“We don’t really have a choice, but we do have the opportunity to restore our planet to make sure it is in much stronger shape for our children.”
She arrived intent on studying Marketing, Economics and Politics, and was attracted by the university’s flexibility and college system.
The first person she met on her all-girl corridor in Cartmel College became a friend for life. It was welcoming and fun, and she spent most of her social time hanging out with people from her corridor and friends from her course.
With friends in her first weeks, she set up an enterprise called the Pooh Bear Appreciation Society, which organised pub crawls and socials and made a fortune selling T-shirts for Great Ormond Street and filled her bedroom with T-shirts.
It was good practice for her marketing studies: “I loved the relevance of it, she says. “At the time it was so exciting. We did advertising and were thrilled by the fact that principals from London agencies like Saatchi and Saatchi came up to talk to the students.”

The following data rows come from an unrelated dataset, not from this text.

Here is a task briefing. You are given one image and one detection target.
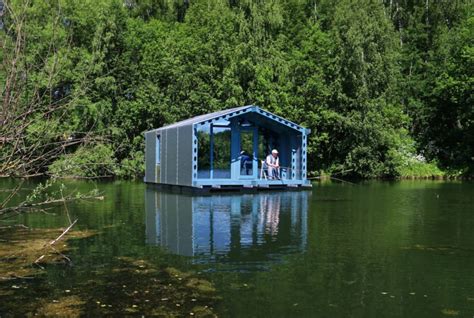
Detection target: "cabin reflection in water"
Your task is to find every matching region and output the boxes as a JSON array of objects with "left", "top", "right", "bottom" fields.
[{"left": 145, "top": 189, "right": 309, "bottom": 263}]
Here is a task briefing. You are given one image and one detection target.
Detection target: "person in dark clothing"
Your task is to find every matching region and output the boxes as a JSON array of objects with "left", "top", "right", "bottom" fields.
[{"left": 240, "top": 151, "right": 252, "bottom": 175}]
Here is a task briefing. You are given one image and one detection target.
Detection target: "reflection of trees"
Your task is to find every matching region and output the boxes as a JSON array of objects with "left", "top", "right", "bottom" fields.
[
  {"left": 240, "top": 131, "right": 253, "bottom": 154},
  {"left": 258, "top": 128, "right": 279, "bottom": 161},
  {"left": 197, "top": 128, "right": 231, "bottom": 171},
  {"left": 197, "top": 130, "right": 210, "bottom": 170},
  {"left": 259, "top": 195, "right": 281, "bottom": 236},
  {"left": 213, "top": 129, "right": 231, "bottom": 170}
]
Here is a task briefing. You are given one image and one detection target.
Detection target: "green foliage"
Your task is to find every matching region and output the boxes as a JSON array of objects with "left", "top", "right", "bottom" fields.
[
  {"left": 48, "top": 144, "right": 116, "bottom": 178},
  {"left": 389, "top": 0, "right": 473, "bottom": 176},
  {"left": 24, "top": 180, "right": 56, "bottom": 205},
  {"left": 397, "top": 161, "right": 444, "bottom": 179},
  {"left": 385, "top": 138, "right": 444, "bottom": 178},
  {"left": 2, "top": 0, "right": 472, "bottom": 179},
  {"left": 115, "top": 150, "right": 145, "bottom": 179},
  {"left": 422, "top": 15, "right": 474, "bottom": 173}
]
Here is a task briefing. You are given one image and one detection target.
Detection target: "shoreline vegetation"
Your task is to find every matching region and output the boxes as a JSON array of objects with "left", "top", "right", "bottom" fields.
[
  {"left": 1, "top": 156, "right": 470, "bottom": 181},
  {"left": 312, "top": 161, "right": 470, "bottom": 180},
  {"left": 1, "top": 0, "right": 472, "bottom": 181}
]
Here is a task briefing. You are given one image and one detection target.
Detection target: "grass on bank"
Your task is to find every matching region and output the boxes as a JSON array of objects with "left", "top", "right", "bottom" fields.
[{"left": 396, "top": 161, "right": 445, "bottom": 179}]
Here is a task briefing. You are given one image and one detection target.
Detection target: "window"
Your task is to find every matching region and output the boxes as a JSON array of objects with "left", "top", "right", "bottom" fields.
[
  {"left": 197, "top": 125, "right": 211, "bottom": 178},
  {"left": 196, "top": 123, "right": 231, "bottom": 179},
  {"left": 240, "top": 130, "right": 254, "bottom": 176},
  {"left": 212, "top": 126, "right": 231, "bottom": 179},
  {"left": 156, "top": 134, "right": 161, "bottom": 164}
]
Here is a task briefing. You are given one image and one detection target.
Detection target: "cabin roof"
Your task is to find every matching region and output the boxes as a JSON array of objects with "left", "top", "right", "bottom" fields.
[{"left": 148, "top": 105, "right": 308, "bottom": 133}]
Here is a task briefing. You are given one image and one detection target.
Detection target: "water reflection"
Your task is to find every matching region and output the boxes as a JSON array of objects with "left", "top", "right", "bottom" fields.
[{"left": 145, "top": 189, "right": 309, "bottom": 264}]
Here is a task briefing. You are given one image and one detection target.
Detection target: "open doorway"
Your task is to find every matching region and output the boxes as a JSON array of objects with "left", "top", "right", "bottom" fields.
[{"left": 239, "top": 129, "right": 254, "bottom": 176}]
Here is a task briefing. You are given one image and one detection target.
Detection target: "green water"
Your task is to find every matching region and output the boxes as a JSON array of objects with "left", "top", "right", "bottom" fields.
[{"left": 1, "top": 180, "right": 473, "bottom": 317}]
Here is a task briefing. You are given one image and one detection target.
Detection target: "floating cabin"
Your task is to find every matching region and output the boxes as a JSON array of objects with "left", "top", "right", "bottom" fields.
[{"left": 144, "top": 105, "right": 311, "bottom": 190}]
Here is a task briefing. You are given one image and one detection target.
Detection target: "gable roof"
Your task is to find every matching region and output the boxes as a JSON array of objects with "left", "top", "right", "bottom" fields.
[{"left": 148, "top": 105, "right": 308, "bottom": 133}]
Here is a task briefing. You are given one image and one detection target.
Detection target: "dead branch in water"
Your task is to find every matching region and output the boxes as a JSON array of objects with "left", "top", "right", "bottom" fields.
[
  {"left": 0, "top": 224, "right": 29, "bottom": 229},
  {"left": 0, "top": 180, "right": 101, "bottom": 278},
  {"left": 0, "top": 180, "right": 24, "bottom": 209},
  {"left": 0, "top": 179, "right": 104, "bottom": 223},
  {"left": 34, "top": 219, "right": 78, "bottom": 266},
  {"left": 0, "top": 194, "right": 104, "bottom": 216}
]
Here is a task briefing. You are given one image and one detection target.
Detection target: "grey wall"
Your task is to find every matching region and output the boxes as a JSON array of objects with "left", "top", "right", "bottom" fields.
[
  {"left": 163, "top": 127, "right": 177, "bottom": 184},
  {"left": 159, "top": 125, "right": 193, "bottom": 186},
  {"left": 161, "top": 129, "right": 167, "bottom": 184},
  {"left": 177, "top": 125, "right": 193, "bottom": 186},
  {"left": 144, "top": 131, "right": 156, "bottom": 183}
]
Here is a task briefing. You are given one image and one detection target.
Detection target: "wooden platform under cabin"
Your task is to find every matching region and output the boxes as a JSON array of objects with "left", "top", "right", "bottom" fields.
[{"left": 146, "top": 180, "right": 312, "bottom": 194}]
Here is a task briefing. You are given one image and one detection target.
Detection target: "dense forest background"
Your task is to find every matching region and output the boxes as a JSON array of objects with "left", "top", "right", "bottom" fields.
[{"left": 1, "top": 0, "right": 472, "bottom": 179}]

By the second year she knew that marketing was what she wanted to do. After graduation she chose to go into the tech side of marketing because she could see that in that pre-mobile phone era change was coming which would provide her with important opportunities to make a difference.

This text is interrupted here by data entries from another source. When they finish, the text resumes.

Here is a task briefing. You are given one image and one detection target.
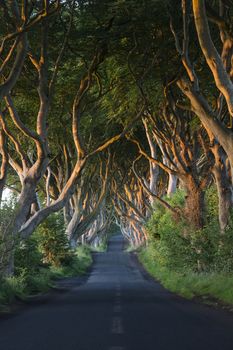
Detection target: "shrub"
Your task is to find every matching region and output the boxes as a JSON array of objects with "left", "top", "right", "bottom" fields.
[
  {"left": 35, "top": 213, "right": 73, "bottom": 267},
  {"left": 146, "top": 190, "right": 198, "bottom": 271},
  {"left": 14, "top": 235, "right": 42, "bottom": 276},
  {"left": 0, "top": 201, "right": 15, "bottom": 277},
  {"left": 0, "top": 209, "right": 93, "bottom": 306},
  {"left": 211, "top": 217, "right": 233, "bottom": 272},
  {"left": 73, "top": 245, "right": 92, "bottom": 273},
  {"left": 26, "top": 269, "right": 52, "bottom": 293},
  {"left": 145, "top": 188, "right": 233, "bottom": 273},
  {"left": 0, "top": 274, "right": 27, "bottom": 304}
]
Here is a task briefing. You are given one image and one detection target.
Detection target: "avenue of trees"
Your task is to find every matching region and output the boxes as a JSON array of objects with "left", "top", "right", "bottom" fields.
[{"left": 0, "top": 0, "right": 233, "bottom": 297}]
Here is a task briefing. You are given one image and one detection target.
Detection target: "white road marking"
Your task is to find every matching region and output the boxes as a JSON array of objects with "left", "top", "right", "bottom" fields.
[{"left": 111, "top": 317, "right": 124, "bottom": 334}]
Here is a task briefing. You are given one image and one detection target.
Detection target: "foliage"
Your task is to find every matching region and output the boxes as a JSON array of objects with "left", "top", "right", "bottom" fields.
[
  {"left": 91, "top": 241, "right": 108, "bottom": 252},
  {"left": 0, "top": 200, "right": 15, "bottom": 228},
  {"left": 139, "top": 248, "right": 233, "bottom": 305},
  {"left": 146, "top": 190, "right": 197, "bottom": 271},
  {"left": 0, "top": 244, "right": 93, "bottom": 307},
  {"left": 35, "top": 214, "right": 73, "bottom": 267},
  {"left": 74, "top": 245, "right": 93, "bottom": 273},
  {"left": 14, "top": 236, "right": 42, "bottom": 276},
  {"left": 0, "top": 209, "right": 93, "bottom": 307},
  {"left": 50, "top": 245, "right": 93, "bottom": 277},
  {"left": 0, "top": 199, "right": 17, "bottom": 277},
  {"left": 139, "top": 186, "right": 233, "bottom": 305},
  {"left": 0, "top": 274, "right": 27, "bottom": 305},
  {"left": 145, "top": 188, "right": 233, "bottom": 273}
]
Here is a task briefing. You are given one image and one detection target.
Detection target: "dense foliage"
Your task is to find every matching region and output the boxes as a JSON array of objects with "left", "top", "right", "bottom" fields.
[{"left": 146, "top": 189, "right": 233, "bottom": 273}]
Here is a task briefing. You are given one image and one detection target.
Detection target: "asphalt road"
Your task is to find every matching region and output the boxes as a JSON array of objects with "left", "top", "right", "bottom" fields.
[{"left": 0, "top": 234, "right": 233, "bottom": 350}]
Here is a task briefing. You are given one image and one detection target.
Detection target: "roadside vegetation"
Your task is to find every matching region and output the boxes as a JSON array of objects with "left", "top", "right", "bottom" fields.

She worked in product development, marketing and communications in senior roles for Siemens and BT, which she loved. Then came the day that she picked up her sister Nikki Walsh (a Lancaster University law graduate specialising in human rights) as she returned from a work trip, who asked her: “When are you going to do something useful?”

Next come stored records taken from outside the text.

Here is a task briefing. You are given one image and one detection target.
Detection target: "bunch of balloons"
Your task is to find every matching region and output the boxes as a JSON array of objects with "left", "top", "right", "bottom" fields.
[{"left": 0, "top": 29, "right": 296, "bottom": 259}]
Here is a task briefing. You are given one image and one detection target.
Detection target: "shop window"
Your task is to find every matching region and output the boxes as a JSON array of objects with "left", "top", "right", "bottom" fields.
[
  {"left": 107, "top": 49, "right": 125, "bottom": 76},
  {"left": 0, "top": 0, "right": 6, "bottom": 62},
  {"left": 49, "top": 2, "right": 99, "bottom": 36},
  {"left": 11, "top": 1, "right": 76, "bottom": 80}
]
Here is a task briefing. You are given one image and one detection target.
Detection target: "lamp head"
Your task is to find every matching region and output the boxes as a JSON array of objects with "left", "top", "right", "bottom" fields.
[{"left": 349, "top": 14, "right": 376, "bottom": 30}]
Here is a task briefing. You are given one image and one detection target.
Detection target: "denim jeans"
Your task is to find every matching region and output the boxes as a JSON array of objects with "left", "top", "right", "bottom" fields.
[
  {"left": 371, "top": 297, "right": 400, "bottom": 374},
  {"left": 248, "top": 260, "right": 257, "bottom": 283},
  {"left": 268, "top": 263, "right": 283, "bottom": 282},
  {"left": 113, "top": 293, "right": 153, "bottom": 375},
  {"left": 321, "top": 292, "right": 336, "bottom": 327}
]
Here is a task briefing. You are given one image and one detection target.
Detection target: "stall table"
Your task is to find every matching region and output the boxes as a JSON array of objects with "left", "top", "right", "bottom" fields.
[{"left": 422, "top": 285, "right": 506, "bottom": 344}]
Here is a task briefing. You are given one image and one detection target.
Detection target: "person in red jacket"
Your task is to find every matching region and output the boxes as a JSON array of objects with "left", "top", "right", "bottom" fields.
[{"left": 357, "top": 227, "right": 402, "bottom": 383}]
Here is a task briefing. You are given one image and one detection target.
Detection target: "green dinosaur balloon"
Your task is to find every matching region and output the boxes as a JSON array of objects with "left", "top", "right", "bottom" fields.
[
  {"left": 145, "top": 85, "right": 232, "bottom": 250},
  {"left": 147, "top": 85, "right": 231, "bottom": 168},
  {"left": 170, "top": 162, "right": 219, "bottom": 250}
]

Photo credit: David Bebber - WWF-UK
Tanya with Martine de Silva of the Mumbuca community on a visit to the Cerrado in Brazil
Tanya describes it as “a cold water in the face moment” which prompted her almost immediate decision to take a year out, unpaid, to volunteer with the Red Cross in London, despite colleagues who told her she was throwing her career away. After another short stint with a micro finance company in Kenya, she applied for jobs in the charity sector and landed one at Save the Children, three months before the tsunami in South East Asia in 2004, which she describes as “one of the most humbling and defining experiences of my career”.
Now at WWF she says her work is dominated by climate change and regenerating our natural world: ‘We don’t really have a choice, but we do have the opportunity to restore our planet to make sure it is in much stronger shape for our children.”
It’s a demanding job, using many skills she is grateful to have developed at Lancaster: “It taught me how to think, not just to learn. I was really shy, and it gave me confidence. The nature of the course I was on I had to present to 200 people and in doing so it forced me into a setting that I would not have experienced in an academic environment. It also gave me a sense of community. If you do not have those foundations, you cannot do the tough stuff. It gives you resilience.”